With the Phone Call verification method, a user's phone number is verified by receiving a phone call and hearing a pre-recorded or text-to-speech message containing OTP code. The user is then expected to enter this code in the application.

To initiate a Phone Call verification, check the Start Verification documentation. For additional security, it's recommended that you control which verification requests should proceed and which ones not, by listening in your backend for the Verification Request Event and respond accordingly. Your backend will be notified on the result of the verification with the Verification Result Event.

Data verification

With the data verification method, a user's phone number is verified by mobile carrier's infrastructure itself. This method requires cellular data usage on end-user's device and is currently limited in its coverage.

Note:

If you want to use data verification, please contact your account manager.

How to use the Verification APIs

In combination with the Mobile or Web SDK (recommended)

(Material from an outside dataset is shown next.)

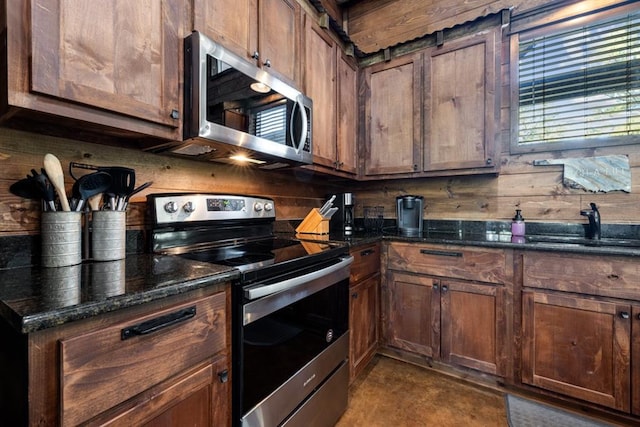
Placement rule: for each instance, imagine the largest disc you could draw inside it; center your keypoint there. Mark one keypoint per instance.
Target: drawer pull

The following diagram shows how to use the Verification APIs when using the iOS, Android or Javascript SDKs to initiate a verification. verification.png

WARNING: Important

In this scenario, the Verification Request and Report Verification APIs don't need to be called explicitly by the app, since the SDK is handling that for you.

If you have configured a verification callback URL in the Sinch Portal (recommended), with every verification that's initiated by the app, Sinch will send a Verification Request Event to your backend, to get permission to perform the verification. If your backend allows the verification request to proceed, Sinch will trigger a flashcall, SMS or call towards the phone to be verified. Once the phone receives the flash-call, SMS or voice call, the SDK will report back the CLI or PIN respectively so that the Sinch dashboard can compare its validity. The Sinch backend responds with the result of the verification to the client and sends a Verification Result Event to your backend. The status of a verification can also be queried ad-hoc by using the "Query Verification" APIs.

Without the mobile or web SDK

If you are not using the mobile or web Verification SDKs, then you need to implement all the client logic for intercepting calls (in case of flashcalls) and reporting the CLI or PIN (in case of SMS or Phone Call verification) inside your app. The following diagram shows how to use Sinch Verification in this scenario. verification_without_sdk.png

The verification requests will be triggered from your backend towards Sinch with the Verification Request API, by doing a signed request. Sinch dashboard will respond with the CLI filter (for flashcalls) or the template (in case of an SMS), or the polling intervals (in case of a Phone Call). As soon as the flashcall or SMS is received by your app, your backend will need to report back to Sinch the CLI or PIN that was reported through the Report Verification API. Sinch will respond with the result of the verification.